Exceed Investments has diversified its offering over the last two years in a move to go beyond the structured products market and capitalise on new opportunities around the US define outcomes segment. Following the launch of the Catalyst Exceed Defined Risk Fund, SRP spoke to the firm's chief executive, Joe Halpern (pictured), about the increased activity in the unit investment trust (UIT) segment as a result of regulatory uncertainty, what issuer platforms can offer to US retail investors and what products will remain in focus for the remaining of the year.

"We recently launched in partnership with Catalyst Funds, a product based on a buffer rolling structured note with a 150% participation on the performance of the S&P 500 with 10% downside protection," says Halpern, adding that the fund uses a process similar to structured notes and fixed and variable indexed annuities, and comprises four options which are laddered and rolled. "Each of these options series seek to provide a buffered return on the S&P 500, similar in many aspects to a structured note."

The fund seeks to track the Nasdaq Exceed Defined Hedge Index by investing in components of the index and uses put and call options to implement the strategy. The Nasdaq Exceed Defined Hedge Index is the latest addition to Exceed's suite of indices that were co-launched with Nasdaq in September 2014, all of which comprise diversified rolling baskets of investment grade fixed-income securities and exchange-traded options linked to the S&P 500 and seek conservative, moderate or aggressive defined outcomes.

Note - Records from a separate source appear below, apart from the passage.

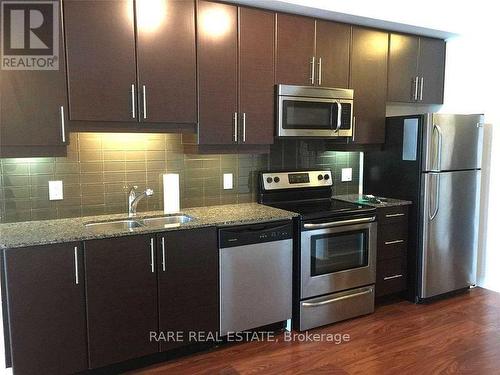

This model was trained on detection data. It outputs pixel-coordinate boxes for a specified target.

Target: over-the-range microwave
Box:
[276,85,354,138]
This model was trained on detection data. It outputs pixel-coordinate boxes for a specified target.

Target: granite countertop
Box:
[0,203,298,249]
[333,194,412,208]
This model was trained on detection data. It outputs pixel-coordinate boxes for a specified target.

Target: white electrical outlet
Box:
[49,181,63,201]
[342,168,352,182]
[224,173,233,190]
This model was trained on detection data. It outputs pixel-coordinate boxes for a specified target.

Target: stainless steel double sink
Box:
[85,214,193,232]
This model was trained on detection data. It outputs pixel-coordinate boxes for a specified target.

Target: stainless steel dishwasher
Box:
[219,221,293,336]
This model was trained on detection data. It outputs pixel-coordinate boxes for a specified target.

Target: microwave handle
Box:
[332,100,342,133]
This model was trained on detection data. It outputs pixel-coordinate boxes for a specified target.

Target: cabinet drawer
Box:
[375,257,407,297]
[377,222,408,260]
[377,206,408,225]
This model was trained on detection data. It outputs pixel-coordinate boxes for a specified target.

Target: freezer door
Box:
[419,170,481,298]
[422,113,484,172]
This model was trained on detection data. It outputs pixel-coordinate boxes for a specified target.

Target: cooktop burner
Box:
[259,170,375,220]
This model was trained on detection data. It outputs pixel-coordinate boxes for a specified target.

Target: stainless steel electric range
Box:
[259,170,377,331]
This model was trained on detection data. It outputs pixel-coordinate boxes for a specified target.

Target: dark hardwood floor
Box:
[129,288,500,375]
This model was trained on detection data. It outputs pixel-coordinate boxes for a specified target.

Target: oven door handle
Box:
[304,216,375,229]
[302,288,373,307]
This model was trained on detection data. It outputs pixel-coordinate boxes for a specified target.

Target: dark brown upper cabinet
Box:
[387,34,446,104]
[197,1,274,145]
[157,227,219,351]
[64,0,196,123]
[418,37,446,104]
[136,0,197,123]
[0,0,69,157]
[84,236,158,369]
[276,13,316,86]
[350,27,389,144]
[4,243,88,374]
[315,20,351,88]
[276,13,351,88]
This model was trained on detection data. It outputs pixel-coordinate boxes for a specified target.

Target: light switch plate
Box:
[342,168,352,182]
[224,173,233,190]
[49,181,63,201]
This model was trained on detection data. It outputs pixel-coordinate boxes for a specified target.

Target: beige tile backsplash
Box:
[0,133,359,222]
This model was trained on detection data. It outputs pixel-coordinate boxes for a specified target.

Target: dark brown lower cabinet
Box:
[158,228,219,351]
[375,206,408,297]
[3,243,87,374]
[85,235,158,368]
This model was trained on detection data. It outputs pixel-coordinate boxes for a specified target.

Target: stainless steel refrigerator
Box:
[364,113,483,302]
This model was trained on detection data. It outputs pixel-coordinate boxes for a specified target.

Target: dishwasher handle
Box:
[219,220,293,249]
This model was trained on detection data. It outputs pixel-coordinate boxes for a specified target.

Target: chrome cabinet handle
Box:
[318,57,323,86]
[429,172,441,221]
[149,238,155,273]
[161,237,167,272]
[419,77,424,101]
[335,100,342,133]
[75,246,80,285]
[59,106,66,143]
[352,116,356,142]
[302,288,373,307]
[130,83,135,118]
[142,85,148,119]
[384,240,405,245]
[233,112,238,143]
[413,76,419,101]
[304,216,375,229]
[243,112,247,143]
[311,56,316,85]
[384,275,403,281]
[385,214,405,217]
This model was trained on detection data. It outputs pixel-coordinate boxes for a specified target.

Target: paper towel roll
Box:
[163,173,181,214]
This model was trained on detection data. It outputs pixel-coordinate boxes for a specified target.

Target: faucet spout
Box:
[128,186,154,217]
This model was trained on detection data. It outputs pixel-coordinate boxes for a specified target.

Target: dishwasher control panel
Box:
[219,221,293,249]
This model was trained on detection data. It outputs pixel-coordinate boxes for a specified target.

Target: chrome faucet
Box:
[128,186,154,217]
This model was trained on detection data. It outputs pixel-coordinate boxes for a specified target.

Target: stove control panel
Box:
[261,171,333,190]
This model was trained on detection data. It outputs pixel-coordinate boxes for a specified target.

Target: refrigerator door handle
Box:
[429,172,441,221]
[433,124,443,171]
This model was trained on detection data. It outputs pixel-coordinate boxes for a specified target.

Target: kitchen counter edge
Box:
[0,203,298,250]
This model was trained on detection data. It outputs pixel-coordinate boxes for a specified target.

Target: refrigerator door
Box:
[422,113,484,172]
[418,170,481,298]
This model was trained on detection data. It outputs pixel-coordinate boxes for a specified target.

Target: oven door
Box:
[300,217,377,298]
[277,96,352,137]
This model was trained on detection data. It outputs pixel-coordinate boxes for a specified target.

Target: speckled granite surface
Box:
[333,194,412,208]
[0,203,297,249]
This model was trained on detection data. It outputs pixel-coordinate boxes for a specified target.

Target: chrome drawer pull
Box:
[304,216,375,229]
[384,240,405,245]
[302,288,373,307]
[384,275,403,281]
[385,214,405,217]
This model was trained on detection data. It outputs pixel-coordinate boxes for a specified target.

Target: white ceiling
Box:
[226,0,470,39]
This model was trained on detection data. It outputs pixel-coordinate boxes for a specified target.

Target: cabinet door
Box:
[418,38,446,104]
[316,20,351,88]
[64,0,137,121]
[158,228,219,350]
[351,27,389,144]
[136,0,197,123]
[387,34,419,103]
[276,13,316,85]
[0,0,68,149]
[197,1,238,144]
[85,236,158,368]
[239,8,274,144]
[4,243,87,374]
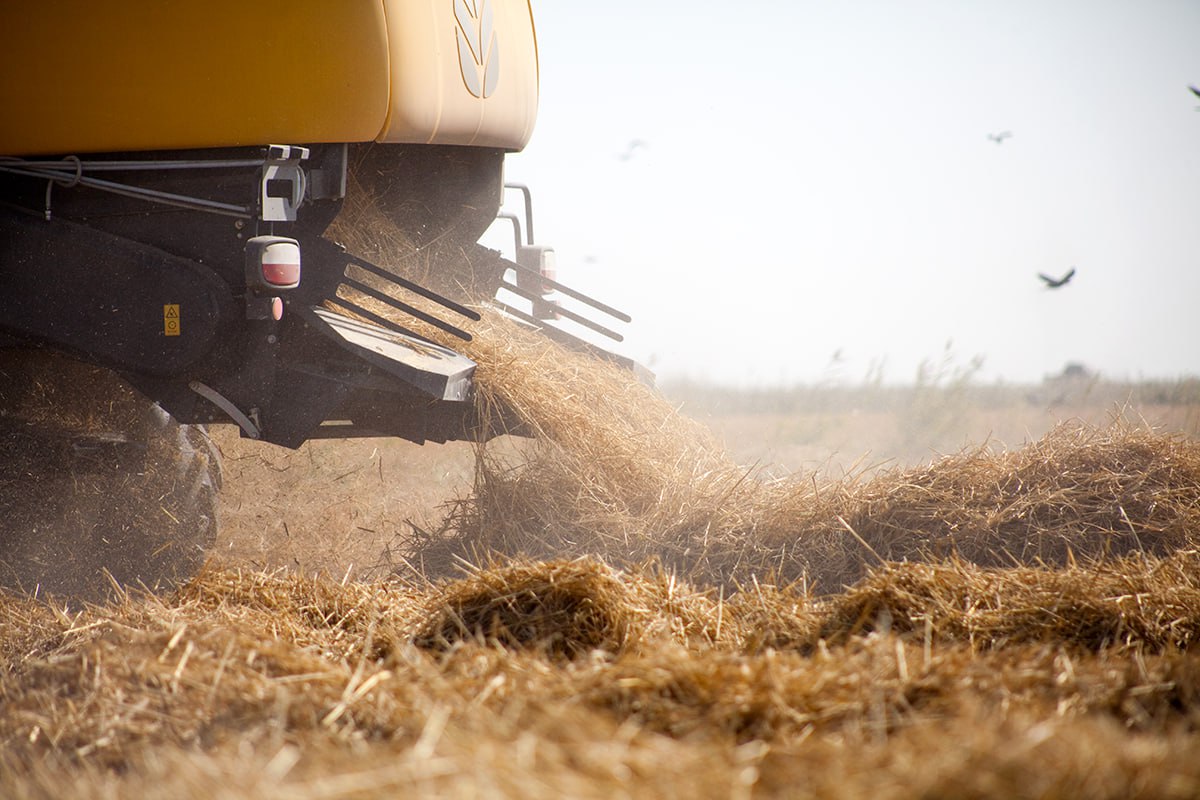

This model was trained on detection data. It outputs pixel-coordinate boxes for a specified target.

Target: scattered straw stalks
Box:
[418,297,1200,591]
[7,552,1200,798]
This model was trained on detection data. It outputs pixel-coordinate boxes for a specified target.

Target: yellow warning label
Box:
[162,303,179,336]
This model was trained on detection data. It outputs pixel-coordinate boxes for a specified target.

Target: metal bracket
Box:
[258,144,308,222]
[187,380,263,439]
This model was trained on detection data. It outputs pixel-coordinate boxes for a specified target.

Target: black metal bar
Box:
[497,301,654,376]
[329,297,433,344]
[342,277,478,342]
[500,281,625,342]
[509,261,634,323]
[347,253,482,323]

According to Halpern, Exceed has been working on a number of ideas and partnered with Catalyst to strengthen its distribution capabilities and overall offering in the mutual fund segment.

"We have two funds that follow two of our three indexes launched in partnership with the Nasdaq in 2014 (Exprot, Exhedg, Exenha)," says Halpern. The firm's most conservative strategy seeks to provide a limit on downside exposure to the S&P 500 to 12.5% in return for participation to a cap of 15% on an annual basis; the moderate option, which looks very similar to a structured note, seeks to provide a 10% buffer on the S&P 500 in return for 150% participation up to a cap on an annual basis; while the most aggressive play seeks to provide 2X up and 1x down on the S&P 500, according to Halpern.

"All of our products are comprised of rolling baskets of diversified investment grade fixed-income securities and exchange-traded options linked to the S&P 500 in creating a perpetual structured note like exposure," says Halpern. "These products are targeted at investors seeking the definition that structured notes provide but with increased liquidity, mitigated credit risk and standardization allowing for easier implementation within model portfolios and wrap accounts. Essentially marrying structured notes with mutual funds and hopefully capturing the best attributes of both."

Halpern points that in terms of investor demand, autocalls remain in focus in the US market and are very popular "given their enhanced yield which is something investors and advisors are actively seeking out in the [current] extremely low yield environment.

"They have taken over the mantle from reverse convertibles which have received a bit more negative attention - actually autocalls are able to provide a higher headline yield which simply means there is more risk underneath the hood," says Halpern. "Investors also appreciate that they have a level of protection even if the market goes down. Though it is important to understand the risks associated to autocalls as a larger market decline will drag down performance, in some cases materially."

In terms of underlyings, the equities market and cap weighted indices continue to drive most of the activity but other strategy and Eficiente-type of products and indices (JP Morgan's Eficiente) have also had success in the market, according to Halpern.

"These indexes are able to provide uncapped returns due to a much lower underlying volatility," he says. "These products do come with complexity however and believe it is important that investors are properly educated especially given that the products are finding their way into a lot of long-term structures such as CDs and indexed annuities."

Despite some believing the US structured products market would see the demise of the reverse convertible payoff in 2012, the market has continued to sell these structure types although since then the knockout payoff type has crawled to the top of the issuance rankings as the structure of choice in the retail market mainly in combination with other payoff profiles such as reverse convertible, capped calls, as well as enhanced and protected trackers.

In 2012 there were twice as many reverse convertibles (2,940 products) as a stand-alone offering as any other payoff in the US market whereas in 2016 reverse convertible made up a fraction of the overall offering in the US retail market (351 products). Year to date, no reverse convertibles have been recorded in the US market, according to SRP data.